Last week at Storage Field Day 10, I got a chance to see Pure Storage and their new FlashBlade product. Storage is an interesting creature, especially now that we’ve got flash memory technology changing the way we think about high performance. Flash transformed the industry from slow spinning gyroscopes of rust into a flat out drag race to see who could provide enough input/output operations per second (IOPS) to get to the moon and back.
Take a look at this video about the hardware architecture behind FlashBlade:
It’s pretty impressive. Very fast flash storage on blades that can outrun just about anything on the market. But this post isn’t really about storage. It’s about transport.
Life Is A Network Highway
Look at the backplane of the FlashBlade chassis. It’s not something custom or even typical for a unit like that. The key is when the presenter says that the architecture of the unit is more like a blade server chassis than a traditional SAN. In essence, Pure has taken the concept of a midplane and used it very effectively here. But their choice of midplane is interesting in this case.
Pure is using the Broadcom Trident II switch as their networking midplane for FlashBlade. That’s pretty telling from a hardware perspective. Trident II runs a large majority of switches in the market today that are merchant silicon based. They are essentially becoming the Intel of the switch market. They are supplying arms to everyone that wants to build something quickly at low cost without doing any kind of custom research and development of their own silicon manufacturing.
Using a Trident II in the backplane of the FlashBlade means that Pure evaluated all the alternatives and found that putting something merchant-based in the midplane is cost effective and provides the performance profile necessary to meet the needs of flash storage. Saturating backplanes with IOPS can be accomplished. But as we learned from Coho Data, it takes a lot of CPU horsepower to create a flash storage system that can saturate 10Gig Ethernet links.
I Am Speed
Using Trident II as a midplane or backplane for devices like this has huge implications. First and foremost, networking technology has a proven track record. If Trident II wasn’t a stable and reliable platform, no one would have used it in their products. And given that almost everyone in the networking space has a Trident platform for sale, it speaks volumes about reliability.
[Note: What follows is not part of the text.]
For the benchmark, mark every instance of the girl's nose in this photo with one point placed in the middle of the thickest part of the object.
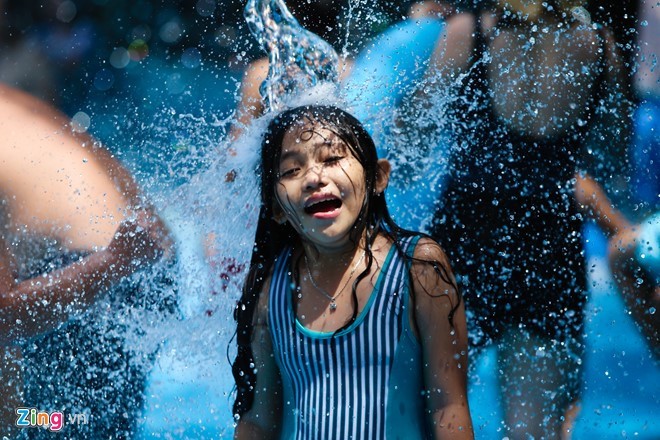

Second, Trident II is available. Broadcom is throwing these units off the assembly line as fast as they can. That means that there’s no worry about silicon shortages or plant shutdowns or any one of a number of things that can affect custom manufacturing. Even if a company wants to look at a custom fabrication, it could take months or even years to bring things online. By going with a reference design like Trident II, you can have your software engineers doing the hard work of building a system to support your hardware. That speeds time to market.
Third, Trident is a modular platform. That part can’t be understated even though I think it wasn’t called out very much in the presentation from Pure. By having a midplane that is built as a removable module, it’s very easy to replace it should problems arise. That’s the point of field replaceable units (FRUs). But in today’s market, it’s just as easy to create a system that can run multiple different platforms as well. The blade chassis idea extends equally to both blades and mid or backplanes.
Imagine being able to order a Tomahawk-based controller unit for FlashBlade that only requires you to swap the units at the back of the system. Now, that investment in 10Gig blade connectivity with 40Gig uplinks just became 25Gig blade connectivity with 100Gig uplinks to the network. All for the cost of two network controller blades. There may be some software that needs to be written to make the transition smooth for the consumers in the system, but the hardware is more than capable of supporting a change like that.
Tom’s Take
I was thrilled to see Pure Storage building a storage platform that tightly integrates with networking the way that FlashBlade does. This is how the networking stack is going to be completely integrated with storage and compute. We should still look at things through the lens of APIs and programmability, but making networking and consistent transport layer for all things in the datacenter is a good start.
The funny thing about making something a consistent transport layer is that by design it has to be extensible. That means more and more folks are going to be driving those pieces into the network. Software can be created on top of this common transport to differentiate, much like we’re seeing with network operating systems right now. Even Pure was able to create a different kind of transport protocol to do the heavy lifting at low latency.
It’s funny that it took a presentation from a storage company to make me see the value of the network as something agnostic. Perhaps I just needed some perspective from the other side of the fence.